In the past there existed a concept of narrow AI. We could take task A, make a narrow AI become good at it. But we would expect a different application to be needed for task B.
Now we have generalist AI, and we take the generalist AI and make it become good at task A because that is the flavor of the month metric, but maybe that doesn't translate for improving task B, which someone will come around to improving when that becomes flavor of the month.
The conclusion? There's probably no good singular metric to get stuck on and say
"this is it, this graph is the one, watch it go exponential and bring forth God"
We will instead skip, hop and jump between task-or-category specific metrics that are deemed significant at the moment and arms-race style pump them up until their relevance fades.
It's funny because the author doesn't realize that this sentence at the beginning undermines his entire argument:
> Or they see two consecutive model releases and don’t notice much difference in their conversations, and they conclude that AI is plateauing and scaling is over.
The reason why we now fail to notice the difference between consecutive models now is because the progress isn't in fact exponential. Humans tend to have a logarithmic perception, which means we only appreciate progress when it is exponential (for instance you'd be very happy to get a $500 raise if you are living the minimum wage, but you wouldn't even call that “a raise” when on a SV engineers salary).
AI models have been improving a ton for the past three years, in many direction, but the rate of progress is definitely not exponential. It's not emergent either, as the focus is now being specifically directed at solving specific problems (both riddles and real world problems) thanks to trillions of token of high quality synthetic data.
On topics that aren't explicitly being worked on, progress have been minimal or even negative (for instance many people still use the 1 year old Mistral Nemo for creative writing because the more recent ones all have been STEMmaxxed)

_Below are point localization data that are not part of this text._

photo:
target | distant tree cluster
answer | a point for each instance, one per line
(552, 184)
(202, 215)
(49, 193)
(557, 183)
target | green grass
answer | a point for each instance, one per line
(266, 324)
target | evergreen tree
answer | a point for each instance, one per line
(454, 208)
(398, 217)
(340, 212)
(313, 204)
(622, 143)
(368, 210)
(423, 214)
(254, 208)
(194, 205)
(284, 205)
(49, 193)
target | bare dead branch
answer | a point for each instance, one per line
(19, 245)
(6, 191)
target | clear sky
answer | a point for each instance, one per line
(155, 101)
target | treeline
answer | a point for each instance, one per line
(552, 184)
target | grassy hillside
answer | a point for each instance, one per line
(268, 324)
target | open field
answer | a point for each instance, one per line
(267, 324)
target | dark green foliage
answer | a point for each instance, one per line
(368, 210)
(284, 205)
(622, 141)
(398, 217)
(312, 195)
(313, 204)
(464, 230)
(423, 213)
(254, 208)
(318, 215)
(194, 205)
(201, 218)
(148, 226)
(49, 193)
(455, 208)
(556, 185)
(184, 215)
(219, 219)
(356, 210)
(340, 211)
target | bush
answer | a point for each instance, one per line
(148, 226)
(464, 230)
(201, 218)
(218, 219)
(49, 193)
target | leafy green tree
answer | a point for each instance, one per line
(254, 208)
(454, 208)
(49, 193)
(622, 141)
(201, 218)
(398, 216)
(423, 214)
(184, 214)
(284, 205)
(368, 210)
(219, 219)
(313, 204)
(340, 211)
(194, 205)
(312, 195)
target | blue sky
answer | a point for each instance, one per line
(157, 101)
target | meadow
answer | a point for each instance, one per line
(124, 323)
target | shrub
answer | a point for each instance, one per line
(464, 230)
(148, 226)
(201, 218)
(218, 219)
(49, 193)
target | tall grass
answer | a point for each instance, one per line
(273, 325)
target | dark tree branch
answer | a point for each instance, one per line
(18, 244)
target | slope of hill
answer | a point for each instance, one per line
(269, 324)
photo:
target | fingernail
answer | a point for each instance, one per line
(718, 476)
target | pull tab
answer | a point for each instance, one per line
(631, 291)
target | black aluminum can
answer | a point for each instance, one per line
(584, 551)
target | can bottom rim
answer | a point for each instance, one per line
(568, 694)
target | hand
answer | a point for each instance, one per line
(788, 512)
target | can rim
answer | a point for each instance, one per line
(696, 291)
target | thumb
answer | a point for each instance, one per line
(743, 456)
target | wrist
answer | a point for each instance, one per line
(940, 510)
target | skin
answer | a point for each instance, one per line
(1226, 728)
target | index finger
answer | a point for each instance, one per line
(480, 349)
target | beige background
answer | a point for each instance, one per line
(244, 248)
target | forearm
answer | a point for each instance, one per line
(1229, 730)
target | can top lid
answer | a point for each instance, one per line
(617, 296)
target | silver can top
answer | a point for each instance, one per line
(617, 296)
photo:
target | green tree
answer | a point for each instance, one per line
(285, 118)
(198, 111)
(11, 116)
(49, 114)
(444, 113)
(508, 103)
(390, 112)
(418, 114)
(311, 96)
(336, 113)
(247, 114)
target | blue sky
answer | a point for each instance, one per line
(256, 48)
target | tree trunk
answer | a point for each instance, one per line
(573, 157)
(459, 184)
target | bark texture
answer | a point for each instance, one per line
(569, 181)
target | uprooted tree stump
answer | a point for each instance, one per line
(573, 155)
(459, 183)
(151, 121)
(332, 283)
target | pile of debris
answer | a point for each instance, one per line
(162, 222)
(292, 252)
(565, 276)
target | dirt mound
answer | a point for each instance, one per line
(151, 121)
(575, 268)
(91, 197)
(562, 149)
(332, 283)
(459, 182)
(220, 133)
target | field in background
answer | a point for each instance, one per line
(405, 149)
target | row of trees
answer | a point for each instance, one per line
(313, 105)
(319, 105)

This guy isn’t even wrong. Sure these models are getting faster, but they are barely getter better at actual reasoning, if at all. Who cares if a model can give me a bullshit answer in five minutes instead of ten? It’s still bullshit.
Seems like the right place to ask with ML enthusiasts gathered in one place discussing curves and the things that bend them: what's the thing with potential to obsolete transformers and diffusion models? Is it something old people noticed once LLMs blew up? Something new? Something in-between?
> The evaluation tasks are sourced from experienced industry professionals (avg. 14 years' experience), 30 tasks per occupation for a total of 1320 tasks. Grading is performed by blinded comparison of human and model-generated solutions, allowing for both clear preferences and ties.
It's important to carefully scrutinize the tasks to understand they actually reflect tasks that are unique to industry professionals. I just looked quickly at the nursing ones (my wife is a nurse) and half of them were creating presentations, drafting reports, and the like, which is the primary strength of LLMs but a very small portion of nursing duties.
The computer programming tests are more straightforward. I'd take the other ones with a grain of salt for now.
Measuring "how long" an AI can work for seems bizarre to me.
Its a computer program. What does it even mean that soon it "will be able to work 8 hour days"?
"Failing to Understand the Sigmoid, Again"
[dead]
Failing to acknowledge we are in a bigger and more dangerous bubble, again.
If AI was so great, why all curl hackerone submissions have been rejected? Slop is not a substitute of skill.
Ah, employee of an AI company is telling us the technology he's working on and is directly financially interested in hyping will... grow forever and be amazing and exponential and take over the world. And everyone who doesn't believe this employee of AI company hyping AI is WRONG about basics of math.
I absolutely would NOT ever expect such a blog post.
/s.
That is a complete strawman - you made up forever growth and then argued against it. The OP is saying the in the short term, it makes more sense to assume exponential growth continues instead of thinking it will flatten out any moment now.